Maybe she shouldn’t help him.

She cringed at the thought. Hating the cynical idea. Ten months ago, she’d never question the impulse to help an injured person.

But the butt of the pistol was hard, irrefutable evidence that there were people who valued life far less than she did.

He jerked, his body convulsing. She lifted her body off his, looking at his face to assess his condition. His lips were curled back and his teeth gritted as he reached out and grabbed her throat. She recoiled, but he had a firm hold on her, the delicate bones feeling like they might snap.

He blinked, staring at her nude breasts. His grip relaxed and she scooted back as fast as she could. She scraped her knees again and landed on her bare bottom, but she scrambled onto her feet as he rolled over and shook his head. He struggled to plant one foot on the ground and rise to rest on his other bent knee. The muscles along his neck were corded as he strained to lift his head.

She grabbed her pants and jerked them up. He snarled softly as she grabbed the sweatshirt and fought her way into it. Her wet skin didn’t make it easy, but at least she wasn’t buck naked anymore.

“I have a phone at the cabin.”

“No calls,” he barked. He staggered to his feet, reaching for the gun.

Terror tried to freeze her, but her nightmares rose up to shatter the hold.
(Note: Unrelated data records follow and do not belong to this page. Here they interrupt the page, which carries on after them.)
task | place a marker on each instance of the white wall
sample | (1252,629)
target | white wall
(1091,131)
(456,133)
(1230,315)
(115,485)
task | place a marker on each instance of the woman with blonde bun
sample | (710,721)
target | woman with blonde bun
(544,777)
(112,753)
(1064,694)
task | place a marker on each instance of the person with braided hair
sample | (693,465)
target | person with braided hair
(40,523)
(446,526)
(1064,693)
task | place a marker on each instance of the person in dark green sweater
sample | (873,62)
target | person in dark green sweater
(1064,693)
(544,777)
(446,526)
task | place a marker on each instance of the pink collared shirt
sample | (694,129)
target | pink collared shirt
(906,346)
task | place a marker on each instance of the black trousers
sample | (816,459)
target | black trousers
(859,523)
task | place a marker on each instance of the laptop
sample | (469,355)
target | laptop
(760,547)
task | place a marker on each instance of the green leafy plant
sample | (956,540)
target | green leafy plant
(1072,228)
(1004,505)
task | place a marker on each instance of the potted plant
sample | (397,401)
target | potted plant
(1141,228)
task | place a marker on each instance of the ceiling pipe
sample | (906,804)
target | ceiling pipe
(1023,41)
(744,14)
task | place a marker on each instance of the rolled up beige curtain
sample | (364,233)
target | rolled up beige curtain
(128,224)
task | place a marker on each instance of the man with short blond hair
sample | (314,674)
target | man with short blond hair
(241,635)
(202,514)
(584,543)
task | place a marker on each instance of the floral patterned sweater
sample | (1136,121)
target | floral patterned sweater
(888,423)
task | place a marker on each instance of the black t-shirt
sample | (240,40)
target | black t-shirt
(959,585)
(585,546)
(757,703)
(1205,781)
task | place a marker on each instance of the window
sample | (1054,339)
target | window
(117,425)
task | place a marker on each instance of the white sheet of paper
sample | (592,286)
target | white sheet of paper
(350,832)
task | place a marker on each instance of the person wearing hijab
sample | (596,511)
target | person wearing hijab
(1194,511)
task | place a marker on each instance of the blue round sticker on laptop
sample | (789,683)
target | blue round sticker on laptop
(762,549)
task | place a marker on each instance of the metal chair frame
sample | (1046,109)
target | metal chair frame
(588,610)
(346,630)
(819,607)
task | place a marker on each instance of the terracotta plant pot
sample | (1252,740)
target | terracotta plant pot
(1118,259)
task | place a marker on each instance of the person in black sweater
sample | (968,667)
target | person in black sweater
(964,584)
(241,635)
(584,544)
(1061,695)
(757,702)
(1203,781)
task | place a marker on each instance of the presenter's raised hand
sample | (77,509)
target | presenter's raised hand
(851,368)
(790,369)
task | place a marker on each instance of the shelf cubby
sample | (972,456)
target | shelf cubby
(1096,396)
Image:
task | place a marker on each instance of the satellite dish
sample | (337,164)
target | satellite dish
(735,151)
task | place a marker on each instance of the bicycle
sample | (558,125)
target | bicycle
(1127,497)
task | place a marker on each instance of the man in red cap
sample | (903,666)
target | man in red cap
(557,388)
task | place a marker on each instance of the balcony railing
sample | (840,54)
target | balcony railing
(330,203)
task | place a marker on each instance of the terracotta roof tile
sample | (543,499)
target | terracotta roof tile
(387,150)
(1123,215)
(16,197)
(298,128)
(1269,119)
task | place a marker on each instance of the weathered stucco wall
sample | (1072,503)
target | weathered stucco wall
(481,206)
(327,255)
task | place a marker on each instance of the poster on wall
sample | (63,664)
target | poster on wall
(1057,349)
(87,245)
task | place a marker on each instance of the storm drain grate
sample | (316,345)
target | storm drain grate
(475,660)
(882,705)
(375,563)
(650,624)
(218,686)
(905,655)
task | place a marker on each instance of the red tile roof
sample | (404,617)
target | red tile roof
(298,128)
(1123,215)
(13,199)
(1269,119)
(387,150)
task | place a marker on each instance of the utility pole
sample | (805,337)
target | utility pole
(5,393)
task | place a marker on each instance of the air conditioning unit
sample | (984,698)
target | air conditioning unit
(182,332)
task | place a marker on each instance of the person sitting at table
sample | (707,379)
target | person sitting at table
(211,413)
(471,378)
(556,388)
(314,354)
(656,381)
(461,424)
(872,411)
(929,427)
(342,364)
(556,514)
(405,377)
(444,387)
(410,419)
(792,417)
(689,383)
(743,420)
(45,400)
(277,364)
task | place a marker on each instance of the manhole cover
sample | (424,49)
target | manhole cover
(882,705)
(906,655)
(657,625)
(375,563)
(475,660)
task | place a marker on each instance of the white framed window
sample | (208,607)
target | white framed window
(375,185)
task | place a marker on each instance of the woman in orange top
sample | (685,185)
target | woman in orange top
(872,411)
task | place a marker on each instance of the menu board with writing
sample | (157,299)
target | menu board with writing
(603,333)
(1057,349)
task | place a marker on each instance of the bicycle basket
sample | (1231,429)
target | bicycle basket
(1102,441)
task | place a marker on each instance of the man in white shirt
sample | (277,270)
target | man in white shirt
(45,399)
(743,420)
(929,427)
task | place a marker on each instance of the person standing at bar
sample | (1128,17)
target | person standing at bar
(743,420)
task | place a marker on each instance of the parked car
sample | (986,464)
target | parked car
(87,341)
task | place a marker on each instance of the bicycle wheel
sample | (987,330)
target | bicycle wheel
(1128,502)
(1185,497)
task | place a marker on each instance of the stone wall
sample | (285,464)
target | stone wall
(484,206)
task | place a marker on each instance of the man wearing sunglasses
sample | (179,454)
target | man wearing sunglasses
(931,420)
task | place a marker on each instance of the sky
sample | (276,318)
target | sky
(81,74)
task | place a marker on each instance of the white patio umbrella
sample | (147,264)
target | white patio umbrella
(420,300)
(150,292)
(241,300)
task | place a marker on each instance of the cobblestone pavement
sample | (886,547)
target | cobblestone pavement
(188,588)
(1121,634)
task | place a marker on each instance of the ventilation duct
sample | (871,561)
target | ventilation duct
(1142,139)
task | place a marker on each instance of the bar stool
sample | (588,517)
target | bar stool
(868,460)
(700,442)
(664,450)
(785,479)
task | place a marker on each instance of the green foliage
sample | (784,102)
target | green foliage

She reached out and smacked his hand.

“You don’t need that. You need to get down to my cabin and out of those wet clothes.”

He had to be a foot taller than her and outweigh her by fifty pounds of hard brawn, but her tone was pure emergency-room-nurse dictator. She lifted her arm and pointed down the trail.

She tipped her head back so she could make eye contact with him. His scowl was enough to curl her toes. She swallowed the lump in her throat.

“Do it now, mister, because I don’t have a wheelchair to move you with once you collapse.”

He blinked at her and then looked down the hill. Every moment he hesitated might just cost him his life. Men like him didn’t die of disease. They were struck down by injury or exposure.

“No calls,” he ordered, but his voice was failing him. His first steps were shaky, but at least his stride was long.

“Use your strength for walking,” Kalin countered and ducked beneath his arm to help him.

He growled but leaned on her as his body shuddered. His breathing was labored as they covered the distance to the cabin door. He stumbled up the two steps and fell against the door. She struggled to open it, pushing him to the side to clear the way.

He stiffened to support himself and she took the opportunity to move across her small living room to the bedroom door. She turned the knob and pushed it open, but turned when she heard a crunching sound.